Frankie and I saw each other only a few times after those days. I would go back to see him now but he's 90 at least and deserves recognition not bothering. Hurry please, Nobel committee.

We last saw Tessie and Frankie in January 1986. We were on leave from the embassy in Beijing. We dropped into the bookshop unannounced and Frankie characteristically seemed to have nothing else more important to do than, as ever before, gathering us all up, putting us into his car to drive around Tondo with its huge population and desperation while talking from the heart of the social issues; also expressing some of his chuckling pleasure mixed with anxiety about safety as he persisted in writing satirically about Imelda Marcos.

Of Bellagio he writes in the introduction to Dusk:
To reach Bellagio [early 1960s] you take a car from the airport closest to Milan and drive through a scenic route, the roads hugging the sides of the mountain, and on the left, through turns and dappled foliage, the shimmering Lake Como. I got to the villa before noon, and there at the entrance was the entire staff lined up-as if royalty was coming to visit...
I think we need get no closer.

I also think I should invite you to this first para of the Dusk narrative:
Dusk is the day's most blessed hour, it is the time when the spirits of darkness lift slowly down the bright domain. The acacia leaves droop, the fowl stop their cackling and fly to the boughs of the guava tree to roost, and as the light starts to fade and the shapes of trees and houses and even the motions of people seem shrouded, the essence of time, of change, and the brevity of life itself is realised at last. 
I find in that the character of the author, especially his gentle exhortation to go outside and be glad to be alive... alive.

I bought Po-On as usual from my favourite bookshop Better World Books.

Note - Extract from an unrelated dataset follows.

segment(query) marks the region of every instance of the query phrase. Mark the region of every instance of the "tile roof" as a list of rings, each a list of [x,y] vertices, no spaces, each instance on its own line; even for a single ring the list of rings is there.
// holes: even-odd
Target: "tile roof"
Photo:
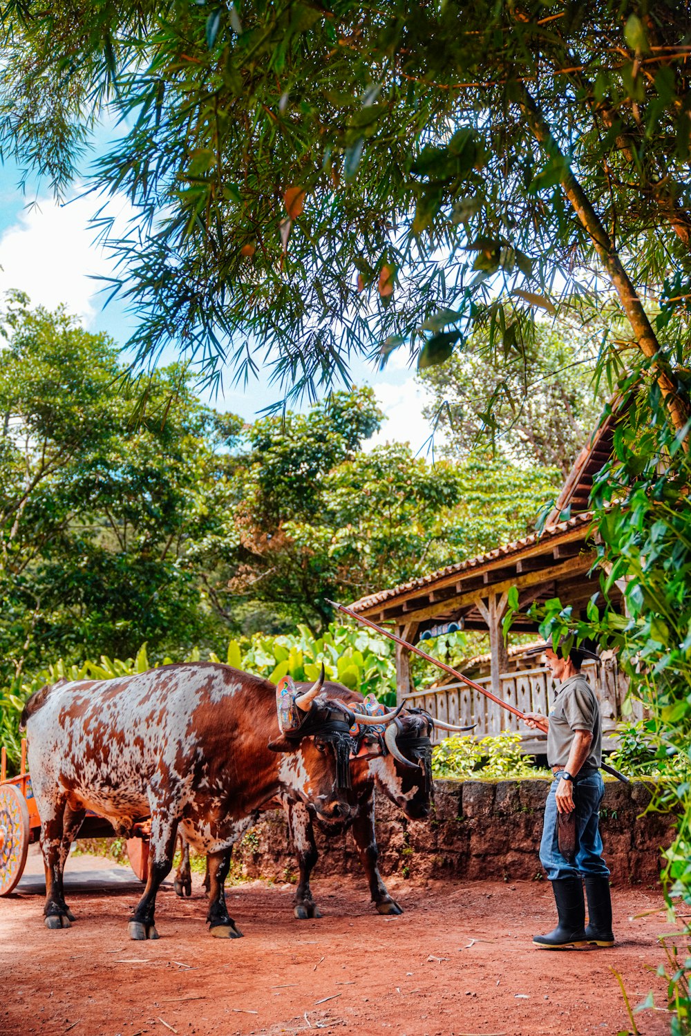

Part of the thrill of buying there is you sometimes find the history of the book, especially if it comes from a library. This one has a receipt I now use as a bookmark. It was bought in the Borders bookstore in the New York World Trade Centre on 26 September 1998. It reached me looking like it had never been read. The receipt records that it was sold along with a copy of the DVD Perfect Storm...  Go back to the end of that last quote.